“Here one feels absolutely secure from intrigue, and only meets with frankness and clear intelligence. All evil designs must necessarily fail in the end before such qualities.”

The dramatist felt also the great charm of the Crown Prince’s personality. He says that the two natures of husband and wife are each a perfect complement of the other, and each exercises on the other an unmistakably happy influence. It is at the same time significant that, while emphasizing the perfect harmony of the marriage, he does not hesitate to say that the Crown Prince, notwithstanding the more brilliant qualities of the Princess, still preserves his simple and natural attitude and his undeniable influence.

And when the time comes to say good-bye, Putlitz sums up his experiences to his wife: “I have been entertained by a most highly dowered Princess and a most marvellous woman, full of intellect, energy, culture, kindness, and benevolence.”

On September 11, 1864, a third son was born, Prince Sigismund. This little Prince was destined to have but a brief life. He was born the child of peace, the Emperor Francis Joseph becoming his godfather, but he died almost on the very day that Prussia drew the sword against Austria in the war of 1866.

That same autumn the Crown Princess paid her first visit to Darmstadt, to stay with her best loved sister, Princess Alice. The latter wrote to Queen Victoria a charming account of the visit, in which she said: “I always admire Vicky’s understanding and brightness each time I see her again. She is so well, and in such good looks as I have not seen her for long. The baby is a love and is very pretty.”

In October the Crown Prince and Princess, with their four children, started for La Farraz, in Switzerland. They left immediately after the birthday of the Crown Prince, which day was also that of the baptism of Prince Sigismund. The Prince wrote just before leaving Potsdam to an intimate friend:

“The older I grow, the more I come to know of human beings, the more I thank God for having given me a wife like mine. What happiness it is to leave behind one all one’s anxieties and all the troubles of this life, to be alone with those we love! I trust that God will preserve our peace and domestic happiness. I ask for nothing else.

CHAPTER XI
HOME LIFE AND RELIGION

THE successful campaign against Denmark had drawn all German hearts together. Neither the Crown Prince nor the Crown Princess had ever been unpopular with the army, who felt really honoured by that honorary colonelcy which had so much amused the Princess. The Danish War greatly increased their popularity, and the year that followed was probably one of the happiest of their lives. They adored their children, who were being thoroughly well brought up, and, with the one paramount exception of the Prince Consort’s death, no great bereavement had cast its shadow over their family circle.

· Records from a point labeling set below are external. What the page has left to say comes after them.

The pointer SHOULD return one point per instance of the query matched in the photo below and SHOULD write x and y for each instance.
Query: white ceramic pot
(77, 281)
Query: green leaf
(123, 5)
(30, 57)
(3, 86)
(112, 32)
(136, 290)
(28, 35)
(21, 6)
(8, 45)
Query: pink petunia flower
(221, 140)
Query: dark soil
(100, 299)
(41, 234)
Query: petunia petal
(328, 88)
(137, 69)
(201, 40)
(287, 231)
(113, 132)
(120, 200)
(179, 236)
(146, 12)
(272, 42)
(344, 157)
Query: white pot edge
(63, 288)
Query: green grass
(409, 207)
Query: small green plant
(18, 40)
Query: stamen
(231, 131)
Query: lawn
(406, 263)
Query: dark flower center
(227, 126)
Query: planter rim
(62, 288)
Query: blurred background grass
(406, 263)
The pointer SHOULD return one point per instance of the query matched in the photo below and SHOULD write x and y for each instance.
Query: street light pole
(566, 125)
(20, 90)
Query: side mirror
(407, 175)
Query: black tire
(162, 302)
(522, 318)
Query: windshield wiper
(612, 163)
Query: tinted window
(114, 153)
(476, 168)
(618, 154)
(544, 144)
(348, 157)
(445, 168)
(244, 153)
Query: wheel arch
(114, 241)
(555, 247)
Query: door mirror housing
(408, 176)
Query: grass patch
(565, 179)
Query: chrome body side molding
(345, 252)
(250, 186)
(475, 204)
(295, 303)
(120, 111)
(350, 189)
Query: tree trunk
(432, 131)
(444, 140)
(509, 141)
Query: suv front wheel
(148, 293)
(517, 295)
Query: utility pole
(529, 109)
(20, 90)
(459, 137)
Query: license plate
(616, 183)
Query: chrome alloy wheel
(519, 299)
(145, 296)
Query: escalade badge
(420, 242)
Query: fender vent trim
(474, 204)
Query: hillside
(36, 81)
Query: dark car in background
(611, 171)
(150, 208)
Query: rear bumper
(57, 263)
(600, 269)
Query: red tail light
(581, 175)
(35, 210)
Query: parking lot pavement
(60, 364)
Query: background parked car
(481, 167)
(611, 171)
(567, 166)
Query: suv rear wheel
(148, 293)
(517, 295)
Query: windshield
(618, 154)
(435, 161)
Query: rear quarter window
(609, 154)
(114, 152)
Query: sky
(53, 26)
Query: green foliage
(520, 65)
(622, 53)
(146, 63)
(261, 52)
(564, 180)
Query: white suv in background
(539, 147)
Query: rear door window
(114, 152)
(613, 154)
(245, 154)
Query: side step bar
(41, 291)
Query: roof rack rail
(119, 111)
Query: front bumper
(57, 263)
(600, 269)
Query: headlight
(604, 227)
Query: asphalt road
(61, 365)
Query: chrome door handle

The Crown Princess had early determined in her social life to consider neither party spirit nor high official position; she preferred to gather round her a remarkable society of interesting and distinguished people,—scholars, theologians, archæologists and explorers, artists, and men of letters. She was always passionately fond of music, and many a young performer owed his or her first introduction to the public at the winter concerts which she organised, while no British painter or writer of eminence ever came to Berlin without receiving an invitation to the New Palace.